Vinicius de Oliveira
Poucas pessoas têm o costume de visitar a praça onde está a Chaminé Centenária, única parte que resta de um antigo engenho de açúcar, construído em 1903, que fica no Aterrado, em Volta Redonda. A maioria talvez nem saiba de sua importância histórica e o que representou para a economia do município. Independente de ações ou falta delas, o monumento está lá, com seus 40 metros de altura, de pé há 115 anos, à vista de todos, como que sobrevivendo para manter viva a história. Entretanto, um projeto audacioso da prefeitura local, que pretende criar nas imediações um mercado popular de produtos orgânicos, inédito no Rio de Janeiro, pode pôr em risco, segundo especialista, a fragilizada Chaminé.

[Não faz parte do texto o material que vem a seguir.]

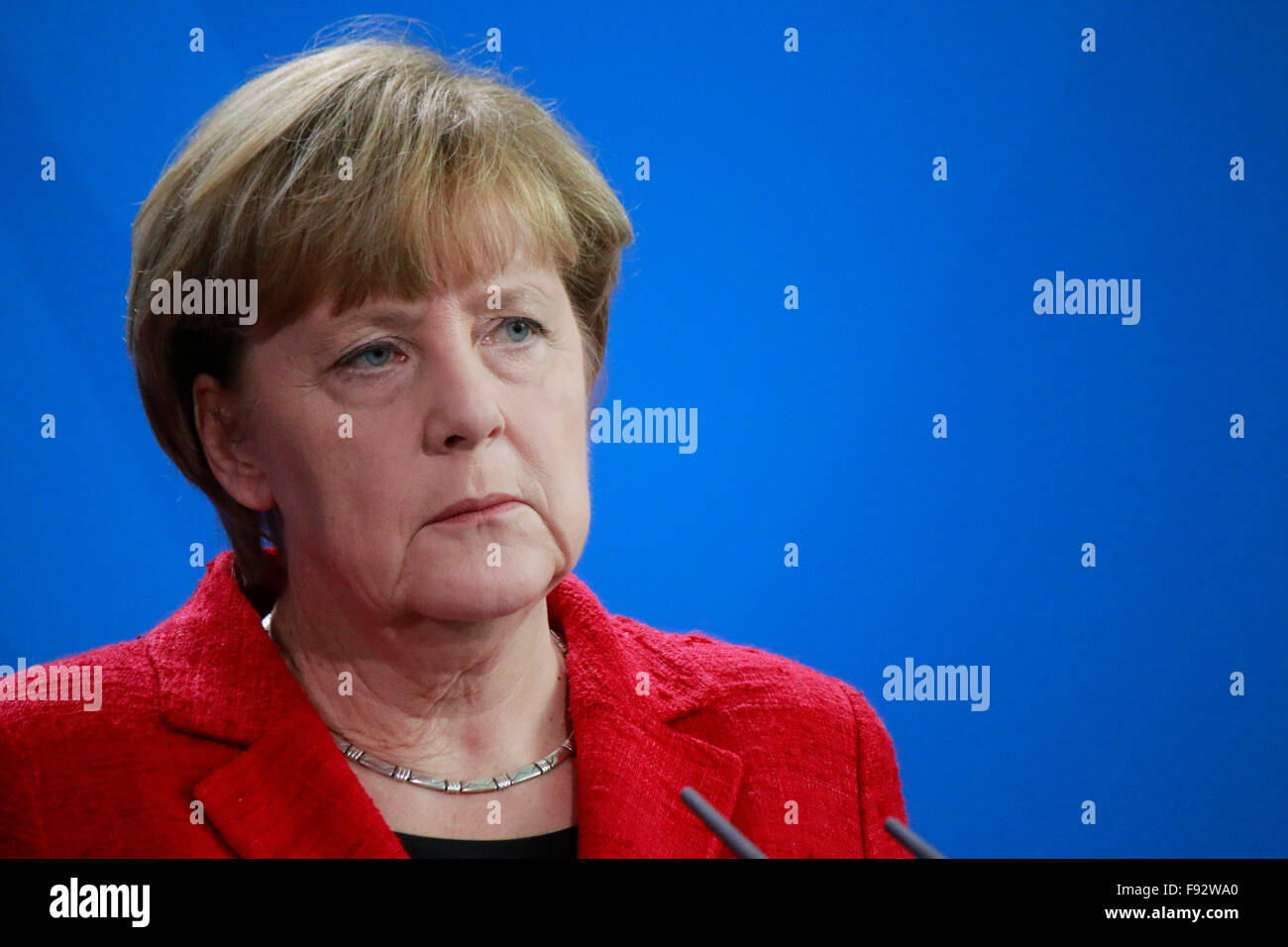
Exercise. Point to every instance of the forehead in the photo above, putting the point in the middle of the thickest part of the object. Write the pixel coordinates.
(519, 287)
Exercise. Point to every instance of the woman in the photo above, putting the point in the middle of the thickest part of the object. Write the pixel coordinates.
(368, 313)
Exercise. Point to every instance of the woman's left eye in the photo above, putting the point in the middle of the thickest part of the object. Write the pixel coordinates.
(523, 322)
(518, 330)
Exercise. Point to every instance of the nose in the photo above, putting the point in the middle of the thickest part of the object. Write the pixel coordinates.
(463, 408)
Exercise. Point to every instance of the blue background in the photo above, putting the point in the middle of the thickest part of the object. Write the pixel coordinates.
(810, 169)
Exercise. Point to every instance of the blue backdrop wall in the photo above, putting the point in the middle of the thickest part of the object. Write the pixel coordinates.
(901, 458)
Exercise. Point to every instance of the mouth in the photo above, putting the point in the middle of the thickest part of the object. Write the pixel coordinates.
(477, 509)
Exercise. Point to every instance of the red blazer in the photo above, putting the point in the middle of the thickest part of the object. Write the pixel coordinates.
(202, 707)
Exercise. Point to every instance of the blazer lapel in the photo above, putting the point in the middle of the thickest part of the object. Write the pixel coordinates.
(290, 792)
(631, 762)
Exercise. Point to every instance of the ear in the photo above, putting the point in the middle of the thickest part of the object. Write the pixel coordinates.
(230, 451)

Quem faz a denúncia é a arquiteta urbanista e coordenadora do curso de Arquitetura do UGB, Yone Ravaaglia. De acordo com a professora, que participou da restauração da Chaminé Centenária em 2002 (reinaugurada em 2003, grifo nosso), o futuro mercado de orgânicos pode, na melhor das hipóteses, escondê-la dos olhos do público ou, na pior, desmoroná-la, fazendo com que desapareça mais de um século de história. “É uma aberração (o mercado)! Vai tirar a visibilidade e ainda trará tráfego de veículos àquele espaço”, resumiu Yone, garantindo que a ação dos carros que devem entrar e sair do local para carregar e descarregar mercadorias, somada à da movimentação dos trens da CSN que passam por perto, pode comprometer seriamente a estrutura do centenário monumento.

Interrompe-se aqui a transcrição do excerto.